Free trade in agriculture is a Holy Grail often espoused by those who do not understand the complexities of agricultural production or the extent of rules-breaking in global markets for farm products. It was not an accident that trade in agriculture was largely outside the GATT rules-based global trading system until 1994.
The brave experiment of the WTO Agreement on Agriculture has encountered considerable difficulty in building on initial progress. Key players are unwilling to adopt new disciplines. Add to this the fact that rules about subsidies and disciplines are written to accommodate the practices of the deep-pocketed subsidizers. Regional and Plurilateral Agreements cannot address these problems because they require multilateral solutions.

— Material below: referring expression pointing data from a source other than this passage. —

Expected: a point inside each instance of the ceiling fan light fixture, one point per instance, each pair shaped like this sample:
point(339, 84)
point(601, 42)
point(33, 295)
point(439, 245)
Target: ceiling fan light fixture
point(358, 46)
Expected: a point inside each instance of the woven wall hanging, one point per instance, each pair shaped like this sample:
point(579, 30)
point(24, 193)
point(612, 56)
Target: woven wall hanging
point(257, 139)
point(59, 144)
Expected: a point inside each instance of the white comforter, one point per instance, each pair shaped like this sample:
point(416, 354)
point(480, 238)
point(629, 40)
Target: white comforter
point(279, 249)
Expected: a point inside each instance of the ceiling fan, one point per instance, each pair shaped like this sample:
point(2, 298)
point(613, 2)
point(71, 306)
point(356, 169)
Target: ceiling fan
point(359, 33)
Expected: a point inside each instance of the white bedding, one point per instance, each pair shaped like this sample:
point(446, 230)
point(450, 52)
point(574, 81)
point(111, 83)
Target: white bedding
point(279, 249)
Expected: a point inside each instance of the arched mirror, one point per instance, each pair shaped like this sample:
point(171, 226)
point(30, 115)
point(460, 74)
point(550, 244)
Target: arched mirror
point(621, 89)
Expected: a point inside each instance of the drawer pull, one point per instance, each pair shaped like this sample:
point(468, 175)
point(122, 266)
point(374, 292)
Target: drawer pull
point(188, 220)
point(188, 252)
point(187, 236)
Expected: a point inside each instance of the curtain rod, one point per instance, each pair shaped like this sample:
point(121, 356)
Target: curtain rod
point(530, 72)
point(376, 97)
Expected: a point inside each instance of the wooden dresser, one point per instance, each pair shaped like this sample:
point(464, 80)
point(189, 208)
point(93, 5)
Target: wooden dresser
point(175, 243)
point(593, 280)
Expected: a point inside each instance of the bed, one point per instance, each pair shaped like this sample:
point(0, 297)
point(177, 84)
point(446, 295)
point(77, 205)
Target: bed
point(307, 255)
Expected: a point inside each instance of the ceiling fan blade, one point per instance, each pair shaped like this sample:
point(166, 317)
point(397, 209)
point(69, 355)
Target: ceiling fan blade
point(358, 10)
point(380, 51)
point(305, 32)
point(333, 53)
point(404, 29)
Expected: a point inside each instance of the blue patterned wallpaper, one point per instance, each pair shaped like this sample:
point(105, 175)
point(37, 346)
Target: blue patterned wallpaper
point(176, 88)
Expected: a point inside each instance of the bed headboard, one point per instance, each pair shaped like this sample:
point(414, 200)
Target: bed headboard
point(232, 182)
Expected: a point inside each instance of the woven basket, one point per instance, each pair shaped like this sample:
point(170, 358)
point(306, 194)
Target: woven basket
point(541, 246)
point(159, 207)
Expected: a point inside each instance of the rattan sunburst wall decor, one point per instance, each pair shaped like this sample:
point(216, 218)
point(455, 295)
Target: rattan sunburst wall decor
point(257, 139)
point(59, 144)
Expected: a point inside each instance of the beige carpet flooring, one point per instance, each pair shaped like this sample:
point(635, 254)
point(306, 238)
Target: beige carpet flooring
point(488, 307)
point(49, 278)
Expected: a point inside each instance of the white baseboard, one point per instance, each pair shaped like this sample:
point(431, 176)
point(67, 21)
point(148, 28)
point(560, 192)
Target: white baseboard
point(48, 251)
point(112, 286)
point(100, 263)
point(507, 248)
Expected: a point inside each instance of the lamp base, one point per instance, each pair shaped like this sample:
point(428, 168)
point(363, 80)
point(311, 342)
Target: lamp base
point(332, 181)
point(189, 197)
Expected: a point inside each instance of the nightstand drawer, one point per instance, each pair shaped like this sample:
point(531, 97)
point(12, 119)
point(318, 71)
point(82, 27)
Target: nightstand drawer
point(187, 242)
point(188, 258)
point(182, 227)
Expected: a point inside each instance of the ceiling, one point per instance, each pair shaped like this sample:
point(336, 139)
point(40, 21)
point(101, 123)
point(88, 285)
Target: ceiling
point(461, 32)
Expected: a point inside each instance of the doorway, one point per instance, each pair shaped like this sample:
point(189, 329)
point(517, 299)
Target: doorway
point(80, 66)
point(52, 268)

Even long-established free trade agreements are not immune to serious distortions resulting from the big vs. little game. Take, for example, the long running dispute over US Country of Origin Labelling (COOL) Rules. While it is difficult to argue against the desirability or legitimacy of providing consumer information (in this case, labelling) – this is not an unfettered right, particularly not when the workings of the US system under dispute are seen to adversely skew the market in favour of using domestic livestock at the expense of imported livestock. Canada and Mexico have experienced considerable disruption and damage to their exports of live swine and beef cattle due to the US measures. The dispute has been dragging on since 2009. The aggregate damage to Canadian beef cattle and hog producers already exceeds $2.5 billion.